В командировку очень хотелось сходить. Нет, «хотелось» не то слово. Нужно сходить. Полегчает. Сидеть в Отделе, пытаясь что-то анализировать и вычислять, между подготовкой расположения к приему пополнения и руганью со строителями и психологами, охреневая от спускаемых сплошным потоком циркуляров и сводок, утихомиривая взвод охраны, где срочников – «комендачей» весьма «успешно» усилили контрактниками, было сложно. Угнетало. Ну разве это дело для офицера морской пехоты? Но людей нет. Варшавин в Отделе сидел на своем месте, но теперь он высоко, и это правильно – Сан Саныч один из немногих, кто способен разглядеть целостную картину Психи, пусть и в самых общих чертах.
М-да, хрен моржовый, жили себе, с терроризмом-экстремизмом планово боролись, и на тебе. Получается, благоденствовали.
Хотелось Туда сходить. На войну, где все понятно.
Тьфу, опять упрощаем? Валерий твердо знал, и недолгая служба в Отделе весьма тому знанию способствовала, что все просто и понятно только дуракам бывает. Капитан Российской армии быть наивным не имеет права. «Наши против немцев» – это только в старом кино. Хорошее кино, кто спорит. Но существование всяких РОА и РОНА[7] забыть не получится. И на Великой Отечественной все было непросто, это нужно знать, учитывать и крепко помнить.
Нет, тогда было проще. Старший лейтенант Коваленко сам видел. Воевал народ. Погибал, голодал, кровью умывался, но бил врага. Освобождал города и деревни, выходил к государственной границе, к боязливо примолкшей Европе. И никаких сомнений у народа и Красной Армии не имелось. Шли к Варшаве, Бухаресту, Вене, Берлину и Праге. К Пиллау…

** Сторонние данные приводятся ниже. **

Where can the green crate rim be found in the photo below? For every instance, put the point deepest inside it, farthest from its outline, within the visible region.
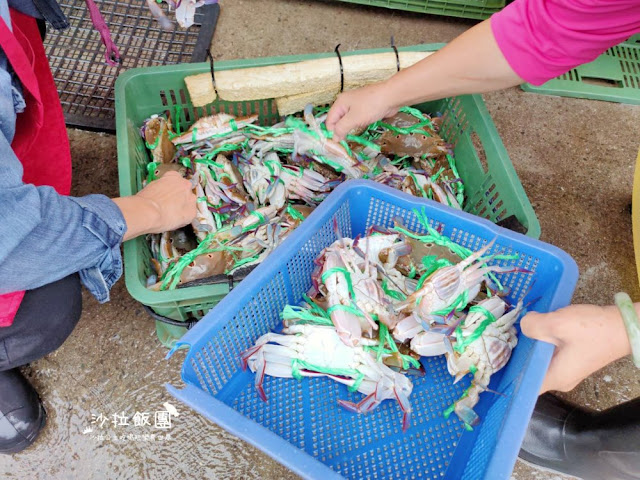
(187, 297)
(459, 8)
(627, 70)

Странно представить, что город, в котором ты родился и вырос, штурмовали мужики, с которыми случалось ехать на одной полуторке и плыть одним катером, с которыми разговаривал, переругивался, юморил и с опаской поглядывал в небо. Не ветераны, старающиеся держаться прямо и бодро под грузом лет и медалей, а вполне себе товарищи-бойцы и товарищи-офицеры. Обычные и разные. Разгильдяи и толковые, блатные и интеллигенты, городские и деревенские, грамотные и не очень. Хрен его знает: чуть иная форма и техника, но если не мелочиться: что на Выборг, что на Цхинвал – один черт. Два-три дня боевого марша, и форма принимает весьма похожий драный вид-колер, и на какой броне – «тридцатьчетверки» или «бэшки» сидишь – все одно жопе жестко.
Разница в ином. Тогда страна воевала, а сейчас кусочек армии вел узкие боевые действия. Ограниченный региональный конфликт. Слово-то какое кухонное.
Хотелось сплюнуть на газон, но воздержался. Что за привычка такая пацанская? Офицер все-таки, от атавизмов избавляться давно пора.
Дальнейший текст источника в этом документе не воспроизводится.